The Beistle Company
- Industry: Manufacturing Distribution
- Founded: 1900; 126 years ago
- Founders: Martin Luther Beistle
- Headquarters: Shippensburg, Pennsylvania, U.S.
- Key people: Henry E. Luhrs
- Website: beistle.com

= The Beistle Company =

Manufacturing company

The Beistle Company, or simply Beistle, is an American company known for manufacturing holiday decorations and party goods, and particularly known for its catalog of Halloween decorations. Beistle was founded in 1900 in Pennsylvania by Martin Luther Beistle, who created the company after being inspired by his experiences as a calendar salesperson and his exposure to a form of paper craft during a visit to Germany.

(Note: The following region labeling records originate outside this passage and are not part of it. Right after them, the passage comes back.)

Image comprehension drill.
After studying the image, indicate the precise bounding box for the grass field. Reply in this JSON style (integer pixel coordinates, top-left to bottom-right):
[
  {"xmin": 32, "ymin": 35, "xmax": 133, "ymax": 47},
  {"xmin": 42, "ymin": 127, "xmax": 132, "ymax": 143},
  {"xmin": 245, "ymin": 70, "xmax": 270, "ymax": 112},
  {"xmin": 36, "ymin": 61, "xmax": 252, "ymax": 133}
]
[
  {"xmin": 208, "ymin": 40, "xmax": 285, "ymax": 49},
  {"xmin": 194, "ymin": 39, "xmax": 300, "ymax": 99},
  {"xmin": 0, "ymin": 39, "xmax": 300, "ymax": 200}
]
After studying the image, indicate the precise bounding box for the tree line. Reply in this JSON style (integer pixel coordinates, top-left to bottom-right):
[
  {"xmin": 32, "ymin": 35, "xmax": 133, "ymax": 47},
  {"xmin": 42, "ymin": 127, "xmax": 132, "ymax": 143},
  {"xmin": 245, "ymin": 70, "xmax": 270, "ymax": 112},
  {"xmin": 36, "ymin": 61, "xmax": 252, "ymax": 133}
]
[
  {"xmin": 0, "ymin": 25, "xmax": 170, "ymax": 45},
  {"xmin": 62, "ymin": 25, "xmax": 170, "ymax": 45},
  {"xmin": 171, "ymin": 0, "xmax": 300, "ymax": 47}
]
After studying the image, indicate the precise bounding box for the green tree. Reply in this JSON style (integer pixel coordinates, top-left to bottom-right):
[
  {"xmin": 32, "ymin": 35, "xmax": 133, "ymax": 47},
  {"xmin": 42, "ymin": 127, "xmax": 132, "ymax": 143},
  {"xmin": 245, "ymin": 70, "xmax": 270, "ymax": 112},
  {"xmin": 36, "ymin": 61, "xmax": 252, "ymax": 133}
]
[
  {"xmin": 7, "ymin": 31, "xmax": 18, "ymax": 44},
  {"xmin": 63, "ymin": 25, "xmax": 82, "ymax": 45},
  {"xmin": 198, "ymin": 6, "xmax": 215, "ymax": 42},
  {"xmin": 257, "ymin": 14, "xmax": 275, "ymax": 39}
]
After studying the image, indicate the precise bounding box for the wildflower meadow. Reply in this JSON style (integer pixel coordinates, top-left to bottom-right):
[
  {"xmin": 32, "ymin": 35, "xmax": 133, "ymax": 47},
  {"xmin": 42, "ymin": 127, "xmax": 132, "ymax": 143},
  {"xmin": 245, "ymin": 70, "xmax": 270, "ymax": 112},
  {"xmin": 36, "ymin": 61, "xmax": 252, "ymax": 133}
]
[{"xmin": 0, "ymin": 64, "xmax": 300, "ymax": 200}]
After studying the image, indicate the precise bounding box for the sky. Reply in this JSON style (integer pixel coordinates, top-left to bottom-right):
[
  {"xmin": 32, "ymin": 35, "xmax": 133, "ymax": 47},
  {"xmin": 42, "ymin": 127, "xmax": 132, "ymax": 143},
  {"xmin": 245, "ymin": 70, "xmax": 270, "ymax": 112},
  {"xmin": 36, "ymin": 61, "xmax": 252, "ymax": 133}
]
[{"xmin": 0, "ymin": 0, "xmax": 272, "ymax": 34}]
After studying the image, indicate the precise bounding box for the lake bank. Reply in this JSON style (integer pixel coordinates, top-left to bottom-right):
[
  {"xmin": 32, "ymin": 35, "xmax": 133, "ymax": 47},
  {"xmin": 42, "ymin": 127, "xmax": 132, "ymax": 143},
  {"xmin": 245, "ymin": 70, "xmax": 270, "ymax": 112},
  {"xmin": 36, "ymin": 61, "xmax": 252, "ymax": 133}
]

Beistle's line of Halloween-themed products, which was introduced in the 1920s, helped to popularize Halloween decoration in the United States. The Beistle Company is the oldest continuing manufacturer of decorations and party goods in the U.S.

==History==
Around 1900, Martin Luther Beistle worked as a salesperson for the Pittsburgh Art Calendar Company. While in hotels showcasing his calendars, his customers commented about the lobby plants requiring water; this gave him the idea to create artificial plants made from paper, as that would eliminate the need to water them. During a visit to Heidelberg, Germany, Beistle observed a honeycombing technique which inspired him to create a line of honeycombed tissue paper decorations and products.

Beistle founded the Beistle Company in 1900 in Pittsburgh, Pennsylvania in the basement of his home, where he made artificial flowers and wooden products, and the company's facilities soon expanded to the small town of Oakville, Pennsylvania. The company was incorporated in 1907, and its manufacturing center was moved to the second floor of a wagon shop. The company then expanded further, eventually moving to larger facilities in Shippensburg, Pennsylvania. In 1910, Beistle imported the technology to produce honeycomb tissue—which was previously only available in Europe and Asia, with Germany serving as a popular source for such materials—to the United States. Beistle also acquired numerous patents, adding to the company's success.

In the 1920s, Beistle partnered with the Paper Novelty Company to create a variety of paper decorations for holidays such as Valentine's Day, Easter, Halloween, Thanksgiving, and Christmas, with the Halloween decorations being the first seasonal decorations to be added to Beistle's catalog. In the late 1920s and early 1930s, the Beistle Company released fortune-telling games as entertainment for Halloween parties, and these games have since become popular with collectors. Beistle has produced over 1,000 different Halloween-themed designs and decorations since the line was first introduced, and the inexpensiveness and availability of the products helped to popularize Halloween decoration in the U.S. Creepy Company, founded in 2015, has produced apparel, enamel pins, and other products based on Beistle designs under the company's license.

Martin Luther Beistle died in 1935, and passed ownership of the company on to his son-in-law Henry E. Luhrs and his family.

==In popular culture==
In 2017, the American heavy metal band Acid Witch released the song "Mr. Beistle", which makes references to Martin Luther Beistle and the Beistle Company, on their album Evil Sound Screamers.